I was kind of thinking of a heater something like this, although this is driven by wind. For hydro, it is a little more productive only because the river always flows by...
Low Tech Magazine
So my idea was, to make my hydro heater legal, I would pour a decent footing underground on my riverbank, and to it imbed a pipe into that footing. Inside this pipe I would weld a smaller one that would spin around inside it. To that pipe I would weld a simple engine hoist, but modified so its arm was a lot longer. It would also be jointed so that the hydrokinetic turbine would float, and float level, but when struck by floating debris like a log or something, it would swing out of the way to let the log pass without inflicting damage. Then by spring pressure, it would snap back to being directly in the current again. With this cantilevered design, I would not be building in the river, which would be even less intrusive than a camp owner putting a dock out into a lake. My turbine would just arch out from the riverbank, and float the turbine in the river.
The turbine itself would be just as I said earlier, an S-type rotor, coupled to a speed increaser. That would power a flexible shaft going into an underground, and well insulated box with a rotor and baffles fitted inside it.
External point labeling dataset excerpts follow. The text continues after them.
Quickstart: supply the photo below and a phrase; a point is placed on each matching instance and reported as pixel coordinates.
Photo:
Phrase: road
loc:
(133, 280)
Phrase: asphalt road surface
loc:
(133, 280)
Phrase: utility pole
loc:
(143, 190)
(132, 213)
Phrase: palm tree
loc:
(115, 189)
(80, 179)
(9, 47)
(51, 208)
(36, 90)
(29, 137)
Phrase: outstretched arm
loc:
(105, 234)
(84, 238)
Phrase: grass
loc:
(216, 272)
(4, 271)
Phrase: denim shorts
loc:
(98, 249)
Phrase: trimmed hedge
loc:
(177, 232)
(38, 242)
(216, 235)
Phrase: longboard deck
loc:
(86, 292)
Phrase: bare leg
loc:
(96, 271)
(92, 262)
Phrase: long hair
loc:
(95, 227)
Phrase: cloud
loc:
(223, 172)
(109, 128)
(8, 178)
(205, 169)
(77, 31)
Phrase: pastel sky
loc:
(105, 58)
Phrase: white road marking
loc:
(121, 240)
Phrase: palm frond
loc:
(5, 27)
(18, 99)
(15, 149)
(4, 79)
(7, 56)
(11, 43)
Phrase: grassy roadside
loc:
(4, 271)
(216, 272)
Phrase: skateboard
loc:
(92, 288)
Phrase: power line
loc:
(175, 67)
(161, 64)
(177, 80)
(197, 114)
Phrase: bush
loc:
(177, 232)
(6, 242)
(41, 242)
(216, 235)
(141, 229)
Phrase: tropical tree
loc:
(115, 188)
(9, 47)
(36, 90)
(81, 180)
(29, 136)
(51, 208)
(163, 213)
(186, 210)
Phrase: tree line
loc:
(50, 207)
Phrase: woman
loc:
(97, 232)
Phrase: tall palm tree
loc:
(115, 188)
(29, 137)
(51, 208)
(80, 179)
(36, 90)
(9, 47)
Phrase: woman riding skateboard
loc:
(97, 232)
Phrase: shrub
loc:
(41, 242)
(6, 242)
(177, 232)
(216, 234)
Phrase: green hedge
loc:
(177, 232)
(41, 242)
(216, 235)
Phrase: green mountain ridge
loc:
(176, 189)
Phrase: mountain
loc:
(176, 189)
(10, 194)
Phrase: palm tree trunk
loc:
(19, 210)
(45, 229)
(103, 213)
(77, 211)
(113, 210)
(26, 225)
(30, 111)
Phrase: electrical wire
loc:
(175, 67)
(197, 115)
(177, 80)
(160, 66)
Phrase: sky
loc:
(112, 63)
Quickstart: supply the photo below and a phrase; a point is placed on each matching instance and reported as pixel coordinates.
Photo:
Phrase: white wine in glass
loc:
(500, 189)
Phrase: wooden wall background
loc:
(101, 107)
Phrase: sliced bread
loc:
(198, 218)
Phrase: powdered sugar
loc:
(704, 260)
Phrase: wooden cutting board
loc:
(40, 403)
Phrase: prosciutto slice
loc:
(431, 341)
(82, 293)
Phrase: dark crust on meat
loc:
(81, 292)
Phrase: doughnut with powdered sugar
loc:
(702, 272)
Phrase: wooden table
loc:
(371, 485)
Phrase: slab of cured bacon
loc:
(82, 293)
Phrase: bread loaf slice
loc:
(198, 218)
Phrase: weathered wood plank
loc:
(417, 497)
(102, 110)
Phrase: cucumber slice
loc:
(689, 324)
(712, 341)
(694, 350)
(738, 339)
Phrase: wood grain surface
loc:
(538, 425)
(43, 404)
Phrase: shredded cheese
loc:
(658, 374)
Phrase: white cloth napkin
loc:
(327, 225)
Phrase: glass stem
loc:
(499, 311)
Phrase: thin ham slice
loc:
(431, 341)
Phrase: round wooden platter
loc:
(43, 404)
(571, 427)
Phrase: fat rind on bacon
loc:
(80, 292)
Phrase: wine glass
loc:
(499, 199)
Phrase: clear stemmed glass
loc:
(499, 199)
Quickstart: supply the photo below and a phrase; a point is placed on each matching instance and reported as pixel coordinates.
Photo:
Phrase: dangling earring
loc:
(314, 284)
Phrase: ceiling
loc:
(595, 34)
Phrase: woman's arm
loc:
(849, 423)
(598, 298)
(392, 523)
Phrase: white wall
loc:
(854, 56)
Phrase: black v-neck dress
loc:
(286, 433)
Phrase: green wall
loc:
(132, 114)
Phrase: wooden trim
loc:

As the rotor/baffle combination stirred and heated the veggy based hydraulic oil, a circulator pump would then circulate water from the water heater in the house, through a coil in the underground well insulated tank, and then go back to the water heater.
Before I added the latter part, I would do a temperature check to see just how hot the rotor/baffles would get the veggy based hydraulic oil in the tank.
For starters I would just like to make the hydro-heater take care of my domestic hot water needs. I would think it would all depend on how big my hydrokinetic turbine was. The beauty of the whole thing is, it runs by the house 24/7/365 so heat would accumulate, but also be used in time to domestic hot water use.